While many of her peers paid for their tuition from money their parents had saved, financial aid and scholarships, Kelli Space took out student loans to pay for her private college education.
By the time Space graduated in 2008 from Northeastern University, she had borrowed $160,000 to pay for tuition. Including interest, she was left nearly $200,000 in debt. Despite working 60 hours a week at a full time job, as well as taking on part time jobs freelancing and babysitting, she nevertheless struggled to pay back her loans. Then her friend persuaded her to start a website asking strangers online for donations.
The idea started when she heard about Karyn Boznak, Space said, who had run up $20,000 in credit card debt and began a blog, “Save Karyn.” The site used crowd sourcing, or utilizing the help of strangers, to collect donations. Space began her website “Two Hundred Thou” last May, but it didn’t take off until she turned to Gawker.com for advice. After Gawker posted a story about her Website online, a host of news organizations followed, including the Huffington Post, CNN Money and Yahoo! Finance.
Since the launch of her website, Space has received donations ranging from 10 cents to $100. She has also read thousands of emails, half of them supportive, half hate mail. Some wished her luck and offered encouragement, while others blamed the bad economy on her and told her to pay for her own tuition. Space said she focused just on the donations and emails, not the hate mail.
Last month, Space teamed up with EduLender, after being contacted by its CEO, Sue Khim. EduLender is a student loan comparison site that helps students research loans, avoid over payment, and understand the cost of borrowing, Khim said. The Website also gives tips for avoiding college debt and allows students to open a tuition gift registry, where friends or strangers can donate to pay off student loans.
In February, the Website will offer help to students considering loan consolidation.
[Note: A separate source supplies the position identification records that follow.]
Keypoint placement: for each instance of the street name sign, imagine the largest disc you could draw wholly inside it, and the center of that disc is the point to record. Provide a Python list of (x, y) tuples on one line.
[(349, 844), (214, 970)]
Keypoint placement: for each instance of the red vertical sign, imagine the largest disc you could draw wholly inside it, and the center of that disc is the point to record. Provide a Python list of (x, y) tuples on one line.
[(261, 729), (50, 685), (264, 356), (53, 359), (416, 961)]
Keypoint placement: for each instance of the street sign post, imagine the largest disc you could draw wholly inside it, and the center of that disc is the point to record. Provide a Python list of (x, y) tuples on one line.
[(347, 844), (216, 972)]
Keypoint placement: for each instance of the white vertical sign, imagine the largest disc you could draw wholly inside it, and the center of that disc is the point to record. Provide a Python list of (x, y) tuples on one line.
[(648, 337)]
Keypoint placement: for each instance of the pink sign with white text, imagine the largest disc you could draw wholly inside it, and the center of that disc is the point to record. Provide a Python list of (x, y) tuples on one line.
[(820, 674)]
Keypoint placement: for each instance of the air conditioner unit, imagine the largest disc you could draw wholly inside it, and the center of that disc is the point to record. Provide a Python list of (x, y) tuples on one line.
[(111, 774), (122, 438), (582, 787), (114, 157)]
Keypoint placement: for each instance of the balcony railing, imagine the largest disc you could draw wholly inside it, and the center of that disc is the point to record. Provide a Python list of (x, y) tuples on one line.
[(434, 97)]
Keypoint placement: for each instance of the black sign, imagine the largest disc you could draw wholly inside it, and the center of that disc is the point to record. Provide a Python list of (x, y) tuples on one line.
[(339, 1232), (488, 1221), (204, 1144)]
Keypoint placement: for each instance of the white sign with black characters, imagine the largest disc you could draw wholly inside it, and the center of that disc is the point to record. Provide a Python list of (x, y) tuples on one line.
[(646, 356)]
Space has since moved her website onto an EduLender profile, where she continues to solicit donations to pay off her debt. As a consultant, she runs her ideas with EduLender and works to build up a social networking community on the site, where students can give each other advice.
“We need to stop pushing college dream,” Space said. As a student, she felt it was necessary to go straight into college, but she advises students to consider other options, like going to community college first, to cut down costs.
So far, Space has received about $8,900 in donations. That just leaves $191,100 more to go.